How come when I duckduckgo “what time is it”, that sometimes my actual time shows up instead of a random time? With boot clock randomization and sdwdate saying successful, shouldn’t it always be a random time?
Sometimes when I start a whonix-ws vm it will be a random time, but other instances it will be my actual timezone.
How come when I duckduckgo “what time is it”, that sometimes my actual time shows up instead of a random time?
the last hop is probably on the same timezone as you, see circuit path on Tor Browser.
Checking the time is not a reliable option because many people can be on the same timezone, but few people can be on the same ip. Check your IP on https://check.torproject.org/api/ip
With boot clock randomization and sdwdate saying successful, shouldn’t it always be a random time?
Boot clock randomization is only for the boot, to change between and and 180 seconds Boot Clock Randomization - Kicksecure . It is run during boot, before sdwdate starts.
With boot clock randomization and sdwdate saying successful, shouldn’t it always be a random time?
In sdwdate clock randomization was enabled by default for many versions.
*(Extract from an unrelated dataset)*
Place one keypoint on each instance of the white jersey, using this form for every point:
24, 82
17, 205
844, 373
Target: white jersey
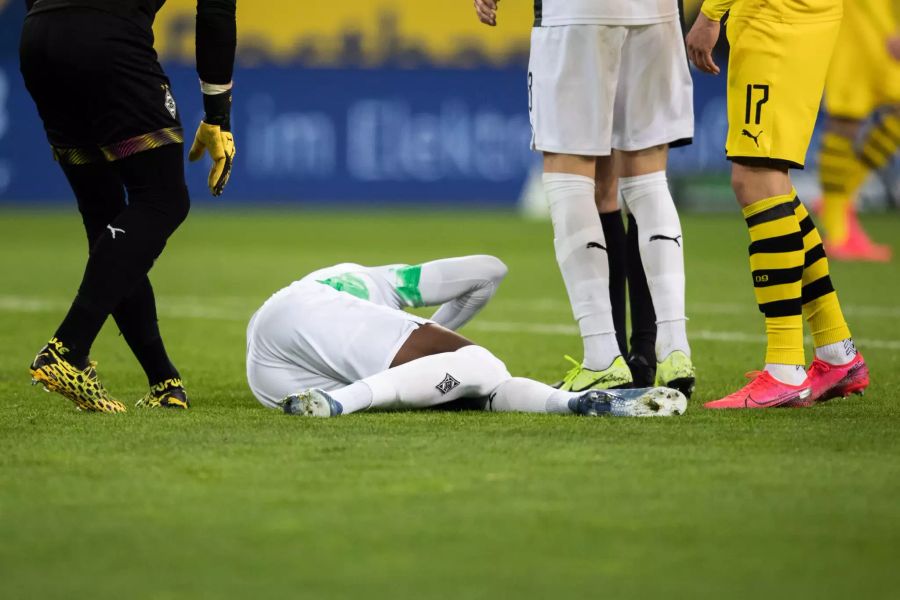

From sdwdate version 11.8 and above it needs to be opt-in, which is only done inside Kicksecure ™ through package anon-apps-config/etc/sdwdate.d/40_anon-apps-config.confRANDOMIZE_TIME=true. sdwdate version 11.8 does not enable clock randomization by default for non-Kicksecure ™ users.
Sdwdate is used to set the system clock, the randomization is used to ask the pools available via onion services and the median time of the results is used, as far as I understood from the docs.
At random intervals, sdwdate connects to a variety of webservers and extracts the time stamps from http headers (see: RFC 2616).
## Add or subtract a random amount of nanoseconds (up to 1 second) when setting
## the time.
## Whonix enables this by default in package anon-apps-config.
#RANDOMIZE_TIME=true
I’m using qubes-whonix, but that conf file doesn’t exist for me. Is it still opt-in or is it enabled by default?
I guess I’m a little confused on why if sdwdate makes the time from the median of three onion services, that when I google what time it is, how could it be my real time?
Is it not reading my system clock and instead just checking timezone from the ip address?
Because the actual time displayed on my computer doesn’t change after sdwdate runs. Am I supposed to set clockVM to sys-whonix instead of sys-net?
I guess I’m a little confused on why if sdwdate makes the time from the median of three onion services, that when I google what time it is, how could it be my real time?
Thanks for all this info, I was checking the conf file in dom0.
in /etc/sdwdate.d/30_default.conf in a whonix-ws vm, RANDOMIZE_TIME=true is commented out.
But in etc/sdwdate.d/40_anon-apps-config.conf it is active.
Is that an issue?
My expected result when searching “what time is it” in a whonix-ws vm is that the random time sdwdate sets is what would show up (the median of 3 random onions), instead it is occasionally my actual time.
Also, when I run date in my whonix-ws vm terminal, it is a different time than when I search “what time is it” in my browser.
Is this because searching in the browser just gives the time zone of the last hop? Whereas date gives me the time sdwdate has set in my system clock?